Background & Aims: Liver transplantation (LT) for primary sclerosing cholangitis (PSC) is complicated by recurrence of PSC (rPSC) in up to 25% of recipients. Recurrence has been shown to be detrimental for both graft and patient survival. For both PSC and rPSC, a medical cure is not available. To predict and ideally to prevent rPSC, it is imperative to find risk factors for rPSC that can be potentially modified. Therefore, we aimed to identify such factors for rPSC in a large international multicentre study including 6 centres in PSC-prevalent countries. Methods: In this international multicentre, retrospective cohort study, 531 patients who underwent transplantation for PSC were included.

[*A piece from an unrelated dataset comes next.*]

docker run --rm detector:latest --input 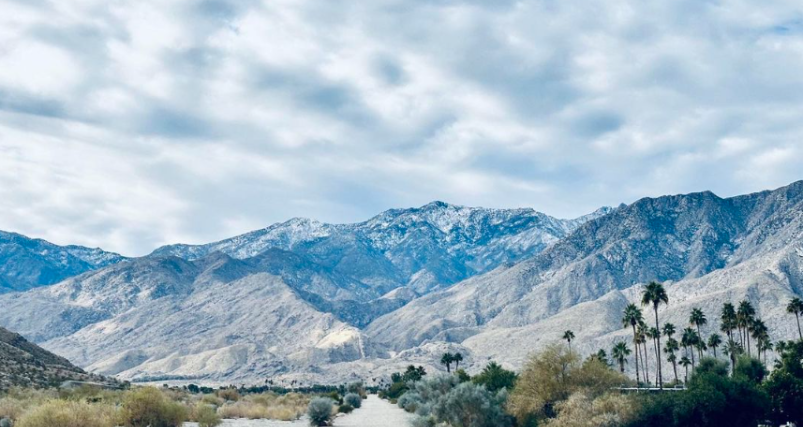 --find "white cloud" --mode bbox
[0,0,803,254]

In 25% of cases (n = 131), rPSC was diagnosed after a median follow-up of 6.72 (3.29–10.11) years post-LT. Results: In the multivariable competing risk model with time-dependent covariates, we found that factors representing an increased inflammatory state increase the risk for rPSC. Recurrent cholangitis before LT as indication for LT (hazard ratio [HR] 3.6, 95% CI 2.5–5.2), increased activity of inflammatory bowel disease after LT (HR 1.7, 95% CI 1.08–2.75), and multiple acute cellular rejections (HR: non-linear) were significantly and independently associated with an increased risk of rPSC. In contrast to the findings of previous studies, pretransplant colectomy was not found to be independently protective against the development of rPSC. Conclusions: An increased inflammatory state before and after LT may play a causal and modifiable role in the development of rPSC. Pretransplant colectomy did not reduce the risk of rPSC per se. Recurrent cholangitis as indication for LT was associated with an increased risk of rPSC. Impact and implications: Recurrence of PSC (rPSC) negatively affects survival after liver transplant (LT). Modifiable risk factors could guide clinical management and prevention of rPSC. We demonstrate that an increased inflammatory state both before and after LT increases the incidence of rPSC. As these are modifiable factors, they could serve as targets for future studies and therapies. We also added further evidence to the ongoing debate regarding preventive colectomy for rPSC by reporting that in our multicenter study, we could not find an independent association between colectomy and risk of rPSC.